Die Another Day has long achieved legendarily bad status, so much so that even longtime, die-hard fans will happily rail against it. Really, though, it’s a far more entertaining jaunt than any of Connery or Moore’s bum notes, and at the very least provides a captive audience with plenty of laughs, intentional or not. No matter how stupid things got – and they get fucking stupid – I still found myself grinning from ear to ear, just like I did when I saw it in the cinema with my dad all those 13 years ago. There’s a lot to like here, even if there’s a sizeable portion of crap to dig through first.

At least it’s not chuffing Octopussy.


Andrew Noel: The final film in the Pierce Brosnan saga, Die Another Day is a comically camp, dated and uninteresting piece of garbage that is easily one of the worst Bond films. There isn’t just one thing wrong with this film, there’s a whole collection of missteps and mistakes committed by this production. From the relatively gritty aspects of Dr. No and From Russia With Love, Die Another Day proved what a bloated mass of crap the Bond franchise had become.

Let’s start with some of the outstanding problems. Firstly, what the hell was that theme song? Madonna shits over the tradition of great Bond songs with this Eurotrash. Utilising the line, “Sigmund Freud, analyse this,” makes the writing even dodgier than her cameo in the film. The gadgets are the next ridiculous aspect of this production. Well, when I say the gadgets, I mean that INVISIBLE CAR. I mean come on guys, when did Bond go from spy thriller in sci-fi?

This is just one example of how Die Another Day completes the transition of the Bond films into self-parody. It’s incredibly easy to pick out some terrible lines from this film that are clearly meant to be witty or suave. Here are some examples!

“Saved by the bell.” – after escaping death by holding on to a ceremonial bell.

“I’m Mr Kil.” “Well isn’t that a name to die for?”

“How’s that for a punchline?” – after punching Bond for making a quip.

“Time to face gravity!” – before dropping a baddie to his death.

“Ornithology, now that’s a mouthful.” – OH COME ON.

There must have been a point where the writers of this film were sat around a table trying to come up with anything that sounds vaguely amusing.
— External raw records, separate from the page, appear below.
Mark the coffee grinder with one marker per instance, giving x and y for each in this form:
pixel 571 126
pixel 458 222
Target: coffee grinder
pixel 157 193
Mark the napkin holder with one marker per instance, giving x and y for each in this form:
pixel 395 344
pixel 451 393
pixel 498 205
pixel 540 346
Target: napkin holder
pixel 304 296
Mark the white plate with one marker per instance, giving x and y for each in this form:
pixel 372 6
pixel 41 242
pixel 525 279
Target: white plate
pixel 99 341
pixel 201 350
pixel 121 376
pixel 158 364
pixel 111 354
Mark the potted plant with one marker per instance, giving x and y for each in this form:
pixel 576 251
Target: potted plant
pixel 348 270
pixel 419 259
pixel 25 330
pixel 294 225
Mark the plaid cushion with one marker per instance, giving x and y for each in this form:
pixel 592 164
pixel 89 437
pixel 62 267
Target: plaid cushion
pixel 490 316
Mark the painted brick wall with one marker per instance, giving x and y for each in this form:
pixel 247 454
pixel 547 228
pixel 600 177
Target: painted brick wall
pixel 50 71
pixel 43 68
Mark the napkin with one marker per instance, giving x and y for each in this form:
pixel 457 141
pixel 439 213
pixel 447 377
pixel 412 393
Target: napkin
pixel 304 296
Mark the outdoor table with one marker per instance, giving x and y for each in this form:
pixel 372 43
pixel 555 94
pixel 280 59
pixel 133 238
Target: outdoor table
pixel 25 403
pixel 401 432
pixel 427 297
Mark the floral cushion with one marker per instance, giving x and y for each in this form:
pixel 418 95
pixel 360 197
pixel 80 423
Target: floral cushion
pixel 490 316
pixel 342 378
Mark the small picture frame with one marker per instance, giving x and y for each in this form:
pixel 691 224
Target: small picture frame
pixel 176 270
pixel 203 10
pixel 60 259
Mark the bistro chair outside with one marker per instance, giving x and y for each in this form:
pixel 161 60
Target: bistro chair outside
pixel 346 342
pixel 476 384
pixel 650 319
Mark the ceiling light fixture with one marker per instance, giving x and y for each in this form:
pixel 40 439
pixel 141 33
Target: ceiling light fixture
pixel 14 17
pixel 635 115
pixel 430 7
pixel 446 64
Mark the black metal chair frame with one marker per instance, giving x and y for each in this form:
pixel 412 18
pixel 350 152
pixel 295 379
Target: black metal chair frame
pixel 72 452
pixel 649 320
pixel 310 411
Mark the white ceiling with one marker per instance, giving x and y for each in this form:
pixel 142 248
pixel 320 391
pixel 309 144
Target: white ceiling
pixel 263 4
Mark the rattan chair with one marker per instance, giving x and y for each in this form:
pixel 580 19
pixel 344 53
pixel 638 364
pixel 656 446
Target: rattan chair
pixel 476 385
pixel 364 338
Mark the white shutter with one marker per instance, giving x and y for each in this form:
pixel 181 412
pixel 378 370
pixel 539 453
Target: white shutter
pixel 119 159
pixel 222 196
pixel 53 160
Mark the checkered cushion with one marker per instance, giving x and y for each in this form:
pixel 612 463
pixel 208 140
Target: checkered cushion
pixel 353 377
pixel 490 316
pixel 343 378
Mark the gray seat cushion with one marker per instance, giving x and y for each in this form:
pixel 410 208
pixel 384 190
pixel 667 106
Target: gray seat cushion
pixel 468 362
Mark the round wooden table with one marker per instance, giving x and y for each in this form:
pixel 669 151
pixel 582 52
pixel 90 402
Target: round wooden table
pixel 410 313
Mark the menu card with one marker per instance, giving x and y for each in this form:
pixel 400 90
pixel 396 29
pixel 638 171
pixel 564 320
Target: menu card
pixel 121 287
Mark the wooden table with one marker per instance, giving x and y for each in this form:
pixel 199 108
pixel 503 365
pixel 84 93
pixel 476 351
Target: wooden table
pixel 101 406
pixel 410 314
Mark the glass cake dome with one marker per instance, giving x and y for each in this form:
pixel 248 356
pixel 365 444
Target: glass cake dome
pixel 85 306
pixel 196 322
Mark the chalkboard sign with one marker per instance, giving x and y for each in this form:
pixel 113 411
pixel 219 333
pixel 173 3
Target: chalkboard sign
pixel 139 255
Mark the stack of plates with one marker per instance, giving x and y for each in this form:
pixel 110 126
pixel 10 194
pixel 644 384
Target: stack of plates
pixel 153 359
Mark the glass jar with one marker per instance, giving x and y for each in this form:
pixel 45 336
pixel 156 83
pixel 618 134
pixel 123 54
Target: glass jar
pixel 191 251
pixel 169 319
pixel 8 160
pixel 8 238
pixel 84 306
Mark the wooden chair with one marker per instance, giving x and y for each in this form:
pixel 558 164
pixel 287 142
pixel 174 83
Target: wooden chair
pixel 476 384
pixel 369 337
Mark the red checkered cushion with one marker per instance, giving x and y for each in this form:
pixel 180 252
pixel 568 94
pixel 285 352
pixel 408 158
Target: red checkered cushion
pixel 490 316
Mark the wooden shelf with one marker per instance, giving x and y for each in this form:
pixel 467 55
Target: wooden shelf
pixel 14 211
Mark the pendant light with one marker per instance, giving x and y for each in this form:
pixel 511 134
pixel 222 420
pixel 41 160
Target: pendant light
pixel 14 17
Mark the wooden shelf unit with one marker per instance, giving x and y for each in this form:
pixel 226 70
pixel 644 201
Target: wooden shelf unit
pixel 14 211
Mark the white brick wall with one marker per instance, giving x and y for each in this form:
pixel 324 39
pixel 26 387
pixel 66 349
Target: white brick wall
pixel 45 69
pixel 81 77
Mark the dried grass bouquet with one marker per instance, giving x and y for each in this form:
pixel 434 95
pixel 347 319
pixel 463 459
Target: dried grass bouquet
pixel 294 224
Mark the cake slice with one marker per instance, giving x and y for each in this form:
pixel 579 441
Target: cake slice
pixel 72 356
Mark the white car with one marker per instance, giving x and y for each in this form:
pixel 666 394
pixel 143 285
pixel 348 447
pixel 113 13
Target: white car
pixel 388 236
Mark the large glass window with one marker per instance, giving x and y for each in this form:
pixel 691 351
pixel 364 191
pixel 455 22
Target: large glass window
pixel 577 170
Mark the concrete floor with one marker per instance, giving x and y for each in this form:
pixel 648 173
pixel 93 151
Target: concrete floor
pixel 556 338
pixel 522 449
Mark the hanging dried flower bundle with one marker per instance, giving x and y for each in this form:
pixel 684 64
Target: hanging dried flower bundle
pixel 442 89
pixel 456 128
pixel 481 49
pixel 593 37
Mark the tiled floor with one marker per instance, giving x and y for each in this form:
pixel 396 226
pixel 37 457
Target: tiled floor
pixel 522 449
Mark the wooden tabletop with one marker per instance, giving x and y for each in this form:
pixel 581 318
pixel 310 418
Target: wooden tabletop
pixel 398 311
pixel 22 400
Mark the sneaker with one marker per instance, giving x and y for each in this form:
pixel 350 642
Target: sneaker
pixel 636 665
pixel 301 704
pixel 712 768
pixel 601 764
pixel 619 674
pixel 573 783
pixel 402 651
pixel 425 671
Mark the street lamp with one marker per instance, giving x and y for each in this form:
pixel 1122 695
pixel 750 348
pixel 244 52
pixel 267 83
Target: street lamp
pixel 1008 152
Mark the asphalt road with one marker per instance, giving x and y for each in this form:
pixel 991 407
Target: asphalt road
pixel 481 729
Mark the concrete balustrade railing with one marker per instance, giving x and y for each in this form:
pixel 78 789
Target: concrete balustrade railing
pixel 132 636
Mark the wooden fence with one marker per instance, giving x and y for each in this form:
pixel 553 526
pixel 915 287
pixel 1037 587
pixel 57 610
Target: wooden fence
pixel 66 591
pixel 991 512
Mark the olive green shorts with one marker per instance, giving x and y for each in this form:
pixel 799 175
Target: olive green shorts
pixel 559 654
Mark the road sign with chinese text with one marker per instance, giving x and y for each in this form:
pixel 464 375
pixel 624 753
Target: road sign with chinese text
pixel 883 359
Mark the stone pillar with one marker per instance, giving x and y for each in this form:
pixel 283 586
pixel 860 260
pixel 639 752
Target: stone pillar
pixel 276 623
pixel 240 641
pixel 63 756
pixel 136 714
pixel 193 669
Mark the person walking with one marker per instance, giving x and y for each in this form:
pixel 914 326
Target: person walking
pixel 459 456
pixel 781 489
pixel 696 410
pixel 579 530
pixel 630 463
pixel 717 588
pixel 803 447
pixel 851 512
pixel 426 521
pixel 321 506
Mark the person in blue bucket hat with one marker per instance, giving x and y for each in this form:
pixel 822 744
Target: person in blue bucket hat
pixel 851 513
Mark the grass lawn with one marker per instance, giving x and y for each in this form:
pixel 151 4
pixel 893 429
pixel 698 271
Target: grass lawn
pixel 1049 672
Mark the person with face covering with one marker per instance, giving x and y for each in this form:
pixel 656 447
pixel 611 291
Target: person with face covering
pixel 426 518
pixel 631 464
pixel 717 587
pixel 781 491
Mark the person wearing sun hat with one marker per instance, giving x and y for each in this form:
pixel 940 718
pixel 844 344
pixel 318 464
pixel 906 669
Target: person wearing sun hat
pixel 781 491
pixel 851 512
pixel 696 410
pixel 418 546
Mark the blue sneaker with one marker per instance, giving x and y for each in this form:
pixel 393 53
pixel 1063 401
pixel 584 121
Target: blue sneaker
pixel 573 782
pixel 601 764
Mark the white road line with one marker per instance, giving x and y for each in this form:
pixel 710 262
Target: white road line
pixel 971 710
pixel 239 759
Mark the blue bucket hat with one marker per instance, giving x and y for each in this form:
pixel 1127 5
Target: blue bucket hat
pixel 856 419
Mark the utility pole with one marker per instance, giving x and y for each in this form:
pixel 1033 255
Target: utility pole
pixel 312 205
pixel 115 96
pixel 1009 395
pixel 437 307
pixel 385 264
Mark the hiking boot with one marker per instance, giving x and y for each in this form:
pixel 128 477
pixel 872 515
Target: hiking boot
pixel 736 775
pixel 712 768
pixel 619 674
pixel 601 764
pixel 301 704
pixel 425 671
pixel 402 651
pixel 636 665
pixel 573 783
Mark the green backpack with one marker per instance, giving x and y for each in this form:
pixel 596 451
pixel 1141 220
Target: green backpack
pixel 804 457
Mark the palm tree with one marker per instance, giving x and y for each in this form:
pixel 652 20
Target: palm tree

But it doesn’t stop there. Die Another Day takes the eccentricity of Bond deaths and brings it to new levels. There’s a bit where Bond is literally dangling on the edge of an icy precipice, and the enemy have a gigantic beam of high-powered sunlight bearing down on him. And what do they do? They decide to cut off the ice and assume Bond falls to his death instead of just burning him alive.

Even the Bond girl scenes are getting awful. Putting aside the most cringe worthy sex scene of all time involving Halle Berry and some melon, Rosamund Pike’s Miranda Frost is there to set feminism back another 10 years. How? Well, after insisting she will not succumb to Bond’s *ahem* ‘charms’, she promptly passionately kisses him before having sex with him. The exchange goes something like this:

Bond: “We’d better sleep together to keep up the illusion of us being lovers.”

Frost: “Okay.”

*Sex occurs*

So much for the strong female character.

I could quite easily go on about this film. I haven’t even begun to address the poor quality of the special effects, the lame and predictable storyline or the detestable Bond played by Pierce Brosnan. But alas, the word count restrains me, so I’ll leave you with this.

Stay the hell away from Die Another Day.